For the CH measurement: It is important to swirl thoroughly after each drop. It's a bit tricky to drop and swirl at the same time. You have to add drops until the colour doesn't change anymore. Sometimes you think it has turned blue, but another drop will still change the shade of blue. If it's turned blue, add another drop. If that last drop still changes the shade of blue, then add another one. Once the blue doesn't change anymore, you have reached the endpoint, and you don't count that last drop, that didn't cause further colour changes. The whole sample needs to have changed colour, that's where good swirling is important. Sometimes it starts changing around the drop, but once the drop has been diluted into the sample, the colour changes back.

ok, i'm correct at 49 drops (and 1225 calculated value) then. i thought i was done at 49 but added one more to get to 50...but that didn't change the color so i stuck with 49.

is there anything i should be worried about with that high of a CH number? just make sure to keep the pH below 7.5 as often as possible?

Especially the TA and CH tests are a lot easier with the speedstir (magnetic stirrer). You get instant mixing and quick and homogeneous colour changes. Especially with higher test levels, I also had the issue that I kept forgetting my drop count while I was concentrating on swirling and colour watching. With the speedstir, I can focus on counting.

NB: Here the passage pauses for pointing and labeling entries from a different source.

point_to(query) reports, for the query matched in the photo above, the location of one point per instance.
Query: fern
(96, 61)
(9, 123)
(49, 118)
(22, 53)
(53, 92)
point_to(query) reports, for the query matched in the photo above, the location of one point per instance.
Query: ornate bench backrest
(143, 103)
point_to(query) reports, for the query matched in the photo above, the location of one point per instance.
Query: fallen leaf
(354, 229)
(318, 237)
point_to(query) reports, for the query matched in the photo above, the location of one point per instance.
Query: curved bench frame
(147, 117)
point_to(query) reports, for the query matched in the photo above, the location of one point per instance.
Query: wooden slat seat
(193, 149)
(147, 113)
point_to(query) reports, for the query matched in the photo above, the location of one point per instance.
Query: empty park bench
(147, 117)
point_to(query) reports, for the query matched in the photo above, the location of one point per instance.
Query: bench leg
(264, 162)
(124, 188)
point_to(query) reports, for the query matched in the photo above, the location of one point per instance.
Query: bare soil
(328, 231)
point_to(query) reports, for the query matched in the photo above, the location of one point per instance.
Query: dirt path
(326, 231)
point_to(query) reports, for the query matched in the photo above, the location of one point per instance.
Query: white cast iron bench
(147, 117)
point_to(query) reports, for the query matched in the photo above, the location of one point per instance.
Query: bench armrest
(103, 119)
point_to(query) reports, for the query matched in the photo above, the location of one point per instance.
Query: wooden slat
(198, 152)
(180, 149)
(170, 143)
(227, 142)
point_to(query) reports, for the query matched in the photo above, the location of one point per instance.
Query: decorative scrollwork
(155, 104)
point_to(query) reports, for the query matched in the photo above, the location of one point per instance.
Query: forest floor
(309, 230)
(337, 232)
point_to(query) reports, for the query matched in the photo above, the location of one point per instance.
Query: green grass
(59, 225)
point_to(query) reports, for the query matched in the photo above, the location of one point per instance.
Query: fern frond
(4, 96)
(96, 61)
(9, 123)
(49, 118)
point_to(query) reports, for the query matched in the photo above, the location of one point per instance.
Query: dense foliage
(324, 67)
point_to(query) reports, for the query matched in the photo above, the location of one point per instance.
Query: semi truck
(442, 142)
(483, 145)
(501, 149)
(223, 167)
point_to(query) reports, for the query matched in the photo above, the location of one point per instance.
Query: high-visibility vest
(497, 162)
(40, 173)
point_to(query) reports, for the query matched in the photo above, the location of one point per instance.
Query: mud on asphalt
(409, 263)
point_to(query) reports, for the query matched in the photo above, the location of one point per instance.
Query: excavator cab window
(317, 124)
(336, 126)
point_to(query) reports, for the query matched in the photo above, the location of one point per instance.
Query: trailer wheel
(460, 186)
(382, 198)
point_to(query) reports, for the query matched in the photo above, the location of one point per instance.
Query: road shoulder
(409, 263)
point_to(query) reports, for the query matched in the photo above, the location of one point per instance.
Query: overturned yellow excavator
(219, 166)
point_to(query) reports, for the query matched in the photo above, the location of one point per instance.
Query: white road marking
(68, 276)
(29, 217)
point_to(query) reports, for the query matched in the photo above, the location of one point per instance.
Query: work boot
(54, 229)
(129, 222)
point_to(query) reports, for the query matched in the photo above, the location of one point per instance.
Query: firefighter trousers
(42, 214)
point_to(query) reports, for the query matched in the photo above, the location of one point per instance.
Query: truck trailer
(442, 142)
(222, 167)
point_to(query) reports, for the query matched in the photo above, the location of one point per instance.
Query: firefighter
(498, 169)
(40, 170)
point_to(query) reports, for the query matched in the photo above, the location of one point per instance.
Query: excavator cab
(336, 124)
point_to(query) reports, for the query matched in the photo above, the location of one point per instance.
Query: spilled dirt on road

same problem with the speedstir as i had with the salt...it was out of stock when i ordered. i plan to grab one when they're back in stock.
 
Yes, I read in other threads that the speedstirs seem to be hard to get these days. Salt is not overly critical, as long as your SWG is happy, but certainly worth checking from time to time. Also has some influence on CSI, so you probably want a good base line since you'll need careful CSI management with your CH level.

I'd recommend to use PoolMath for the CSI calculation, that pool logger value looks wrong. You needed beyond ocean style salt levels to get down to -0.92. Or you did a typo somewhere, probably when entering the pH. If you don't like the PoolMath app, you can also use the old website version:


I just edited my previous comment regarding FC, forgot that you have a SWG.